Espinosa is the executive director of the Linda Crnic Institute for Down Syndrome, where, working with more than 100 scientists at 34 different labs across Colorado, he has helped build perhaps the world’s premier network for the study of Down syndrome. What they have been learning could revolutionize treatment for the roughly 400,000 people in America with Down syndrome and radically improve their quality of life.

But Espinosa also sees an opportunity to solve health problems afflicting all humans, and he ticks through the clues: People with Down syndrome have high rates of early-onset Alzheimer’s and auto-immune diseases, and they are more likely to suffer from congenital heart defects. But they get fewer cancers, and they have low rates of coronary disease as they age — meaning, Espinosa says, they appear to be somewhat “protected” from the nation’s two leading causes of death.

“People with Down syndrome can give you a window into understanding 50 percent of all deaths in America,” he says. “There is just no way we don’t find something that helps the bigger population.”

But gaining that insight will come only with more research funding, and that is where Espinosa’s giddy excitement crashes into a bureaucratic barrier.

This year, the National Institutes of Health — the federal government’s piggy bank for health research — will spend about $28 million on Down syndrome research, according to the Colorado-based Global Down Syndrome Foundation. That is less than one-tenth of 1 percent of the total National Institutes of Health budget. And it trails funding for diseases such as cystic fibrosis and fragile X syndrome, which are less common than Down syndrome.

In the hope of boosting the research dollars, Espinosa on Wednesday will testify in Washington, D.C., at the very first-ever congressional hearing held on Down syndrome funding. Also testifying will be Michelle Sie Whitten, the president and CEO of the Global Down Syndrome Foundation. One of Whitten’s children has Down syndrome.
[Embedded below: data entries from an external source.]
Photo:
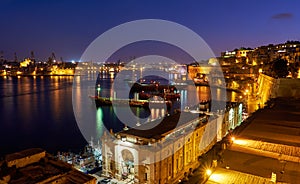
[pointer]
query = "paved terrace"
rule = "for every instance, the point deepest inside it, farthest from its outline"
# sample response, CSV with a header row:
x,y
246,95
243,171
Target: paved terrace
x,y
269,142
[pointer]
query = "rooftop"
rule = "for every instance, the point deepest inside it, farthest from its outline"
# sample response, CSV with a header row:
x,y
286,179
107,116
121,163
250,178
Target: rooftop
x,y
157,128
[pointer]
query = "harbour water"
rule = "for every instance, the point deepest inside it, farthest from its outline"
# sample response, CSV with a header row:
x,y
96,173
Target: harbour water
x,y
38,112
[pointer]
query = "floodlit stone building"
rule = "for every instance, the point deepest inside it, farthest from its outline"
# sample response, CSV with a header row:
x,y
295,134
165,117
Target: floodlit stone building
x,y
167,149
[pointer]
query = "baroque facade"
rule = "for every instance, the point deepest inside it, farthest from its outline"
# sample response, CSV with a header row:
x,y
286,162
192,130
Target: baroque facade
x,y
169,149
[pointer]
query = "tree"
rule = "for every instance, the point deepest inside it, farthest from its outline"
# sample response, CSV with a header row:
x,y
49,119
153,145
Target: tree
x,y
280,68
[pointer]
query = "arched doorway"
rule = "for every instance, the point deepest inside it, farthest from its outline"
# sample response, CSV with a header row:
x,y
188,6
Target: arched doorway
x,y
127,164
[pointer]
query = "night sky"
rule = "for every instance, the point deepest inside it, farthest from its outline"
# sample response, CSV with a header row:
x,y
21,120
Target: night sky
x,y
67,27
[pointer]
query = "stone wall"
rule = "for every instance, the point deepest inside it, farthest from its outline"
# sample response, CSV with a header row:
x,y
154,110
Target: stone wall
x,y
269,87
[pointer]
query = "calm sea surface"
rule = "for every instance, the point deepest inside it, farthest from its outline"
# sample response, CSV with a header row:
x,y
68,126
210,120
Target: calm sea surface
x,y
38,112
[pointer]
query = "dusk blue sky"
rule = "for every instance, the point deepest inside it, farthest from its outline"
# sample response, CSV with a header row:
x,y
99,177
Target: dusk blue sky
x,y
67,27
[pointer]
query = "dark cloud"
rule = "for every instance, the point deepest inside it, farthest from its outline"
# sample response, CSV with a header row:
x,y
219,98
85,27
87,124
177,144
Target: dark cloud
x,y
282,16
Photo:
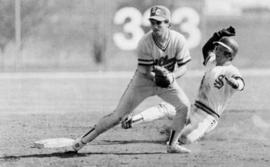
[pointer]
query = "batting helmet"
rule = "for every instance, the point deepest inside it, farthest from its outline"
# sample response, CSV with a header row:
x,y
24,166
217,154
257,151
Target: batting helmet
x,y
229,43
160,13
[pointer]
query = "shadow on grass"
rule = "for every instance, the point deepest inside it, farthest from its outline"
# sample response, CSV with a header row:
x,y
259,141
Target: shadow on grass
x,y
72,154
“This represents an important opportunity to build congressional support for increased federal funding for research to improve the lives of our loved ones with Down syndrome and millions (of) others with Alzheimer’s disease, cancer and other conditions,” Whitten said in a statement.

As Global Down Syndrome Foundation spokeswoman Anca Call put it, “This hearing, for us, is a huge deal.”
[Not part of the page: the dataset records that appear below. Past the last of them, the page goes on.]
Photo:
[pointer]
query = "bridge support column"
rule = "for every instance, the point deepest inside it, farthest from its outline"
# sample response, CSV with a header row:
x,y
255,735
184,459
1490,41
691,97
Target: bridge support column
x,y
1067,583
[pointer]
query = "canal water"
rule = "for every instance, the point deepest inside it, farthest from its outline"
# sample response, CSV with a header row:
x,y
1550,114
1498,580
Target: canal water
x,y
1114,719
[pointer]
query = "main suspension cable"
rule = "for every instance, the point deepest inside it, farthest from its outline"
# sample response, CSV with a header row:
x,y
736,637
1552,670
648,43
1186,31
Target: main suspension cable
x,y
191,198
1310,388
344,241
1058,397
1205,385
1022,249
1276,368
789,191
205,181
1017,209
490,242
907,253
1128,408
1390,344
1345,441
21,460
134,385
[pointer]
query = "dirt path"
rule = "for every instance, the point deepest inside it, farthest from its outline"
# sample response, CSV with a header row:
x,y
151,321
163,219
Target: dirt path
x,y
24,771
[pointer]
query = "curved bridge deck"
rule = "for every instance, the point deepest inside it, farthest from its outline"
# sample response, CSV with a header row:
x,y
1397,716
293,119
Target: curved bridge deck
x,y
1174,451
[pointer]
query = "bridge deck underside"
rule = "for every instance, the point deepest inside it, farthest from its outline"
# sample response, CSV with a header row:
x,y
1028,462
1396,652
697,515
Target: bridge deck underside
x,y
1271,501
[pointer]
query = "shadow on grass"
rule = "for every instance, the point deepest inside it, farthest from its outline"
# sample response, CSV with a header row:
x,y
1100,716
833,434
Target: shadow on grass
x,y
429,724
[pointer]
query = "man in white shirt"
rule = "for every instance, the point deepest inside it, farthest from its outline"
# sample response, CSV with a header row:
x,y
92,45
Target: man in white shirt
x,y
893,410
Down syndrome is caused by a genetic quirk. While typical people have two copies of each of their chromosomes, people with Down syndrome have three copies of their 21st chromosome. Espinosa said this not only impacts the genes that are coded on those chromosomes but also how genes on other chromosomes work, giving people with Down syndrome a completely different “disease spectrum.”

Part of the reason for the difference, he said, appears to be related to the immune system — which in many people with Down syndrome is often in high-gear trying to fight off a viral attack even when one doesn’t exist. This could contribute to the high rates of auto-immune diseases and other conditions seen in people with Down syndrome, Espinosa said. But it also may explain why rates of many cancers are so low in people with Down syndrome.

This area of research has developed only in the past decade or so, Espinosa said, as other improvements in caring for people with Down syndrome have increased their average life expectancy and allowed scientists to learn more about how people with Down syndrome age. To further the research even more, the Crnic Institute has joined with the pharmaceutical company Biogen to conduct a 1,500-person study it is calling the Human Trisome Project. The study will track hundreds of people with Down syndrome over the years and compare data from blood, saliva and other tests to those of people without Down syndrome.

For Espinosa, this could lead to the biggest breakthrough of all: helping people with Down syndrome live the lives they want to. But only if there is money to pay for the research.

“At the end of the day,” he said, “it’s also about social justice and diversity and inclusion.”